Hiriko is a folding car that has been in the making for the last 5 years. This city car is positioned for mobility services (car sharing) that aim to reduce the congestion generated by automobiles in cities.
The folding car resembles a Smart Car and has the ability to fold itself into an upright, space-saving parking position that feels straight out of a sci-fi novel.
A working model of Hiriko is unveiled in Brussels, and it is described as commercially available in 2013.
At a reported estimated price of around €12,500 (excluding tax), the future of driving feels close.
How the fold-up parking mode works
The core trick is simple: Hiriko can retract into an upright, space-saving parking position, shrinking the footprint it occupies when it is not moving.
In dense European city centers, shared electric city-car concepts live or die on parking efficiency and last-mile convenience.
The real question is whether a dramatic fold-up parking mode delivers enough operational advantage to make shared fleets meaningfully more viable in tight urban cores.
Done well, a fold-up parking mode is worth betting on for shared mobility, because it turns parking from a constraint into a lever for utilization and staging.
Why it lands in dense city fleets
Because the car can retract into a smaller parked footprint, operators can stage more vehicles closer to the places riders actually start and end trips, which reduces pickup friction and dead time.
Extractable takeaway: If your product promise is “better city mobility,” make the benefit visible in one glance, especially at the moment that usually breaks the experience (parking, pickup, handoff).
What it optimizes for
This is framed for car sharing rather than private ownership because the value is operational: higher parking density, easier staging near demand, and better fleet utilization in tight city environments.
What to copy from Hiriko
- Make the constraint visible: Turn the hard part (parking density) into a concrete before/after moment.
- Design for staging, not only driving: Optimize where vehicles live between trips, not just how they perform in motion.
- One-glance differentiation: If you need behavior change, build a benefit people understand without a manual.
A few fast answers before you act
What is Hiriko?
Hiriko is a fold-up two-seat electric city car concept designed for urban mobility services such as car sharing, with a body that retracts to reduce parking footprint.
What problem is the folding mechanism trying to solve?
Parking density.
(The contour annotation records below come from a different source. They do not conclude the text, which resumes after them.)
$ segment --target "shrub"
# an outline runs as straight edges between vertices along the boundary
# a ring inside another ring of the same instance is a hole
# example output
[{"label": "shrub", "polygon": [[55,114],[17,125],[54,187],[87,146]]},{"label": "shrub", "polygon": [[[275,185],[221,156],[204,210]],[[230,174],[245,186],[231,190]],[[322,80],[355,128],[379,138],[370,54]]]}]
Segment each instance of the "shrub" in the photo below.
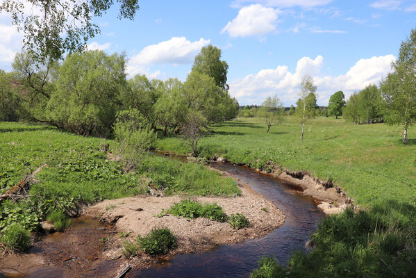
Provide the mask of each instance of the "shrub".
[{"label": "shrub", "polygon": [[217,203],[205,204],[202,206],[201,214],[203,218],[218,222],[226,222],[228,218],[227,215],[222,211],[222,208],[218,206]]},{"label": "shrub", "polygon": [[230,224],[234,229],[237,229],[249,227],[249,224],[250,224],[249,220],[246,218],[244,215],[240,213],[237,214],[231,214],[231,216],[230,216],[228,221],[230,222]]},{"label": "shrub", "polygon": [[123,243],[123,250],[122,253],[126,258],[130,258],[137,255],[139,247],[136,243],[133,241],[124,240]]},{"label": "shrub", "polygon": [[48,215],[47,220],[53,223],[56,231],[62,231],[71,224],[71,219],[68,218],[62,211],[53,211]]},{"label": "shrub", "polygon": [[254,270],[250,278],[277,278],[284,277],[281,266],[278,265],[273,256],[265,256],[258,261],[258,268]]},{"label": "shrub", "polygon": [[31,246],[28,231],[18,223],[13,223],[4,229],[0,240],[8,248],[15,251],[26,251]]},{"label": "shrub", "polygon": [[176,240],[168,228],[153,229],[138,241],[140,248],[151,255],[166,254],[176,247]]},{"label": "shrub", "polygon": [[201,215],[202,205],[197,202],[185,199],[174,204],[169,211],[175,216],[183,216],[185,218],[197,218]]}]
By shrinking its footprint when parked, the car is meant to make it easier to operate shared fleets in tight city environments.
Why is this framed for car sharing rather than private ownership?
Because the core value comes from fleet efficiency: easier parking, easier staging near transit nodes, and higher utilization in dense areas.
What makes the concept feel “sci-fi” in practice?
The upright, compact parked stance changes the familiar silhouette of a car and makes the space-saving benefit immediately visible.
What is the simplest lesson for mobility and product teams?
If your promise is “better city mobility,” make the benefit visible in one glance. A fold-up parking mode is a benefit people can understand without explanation.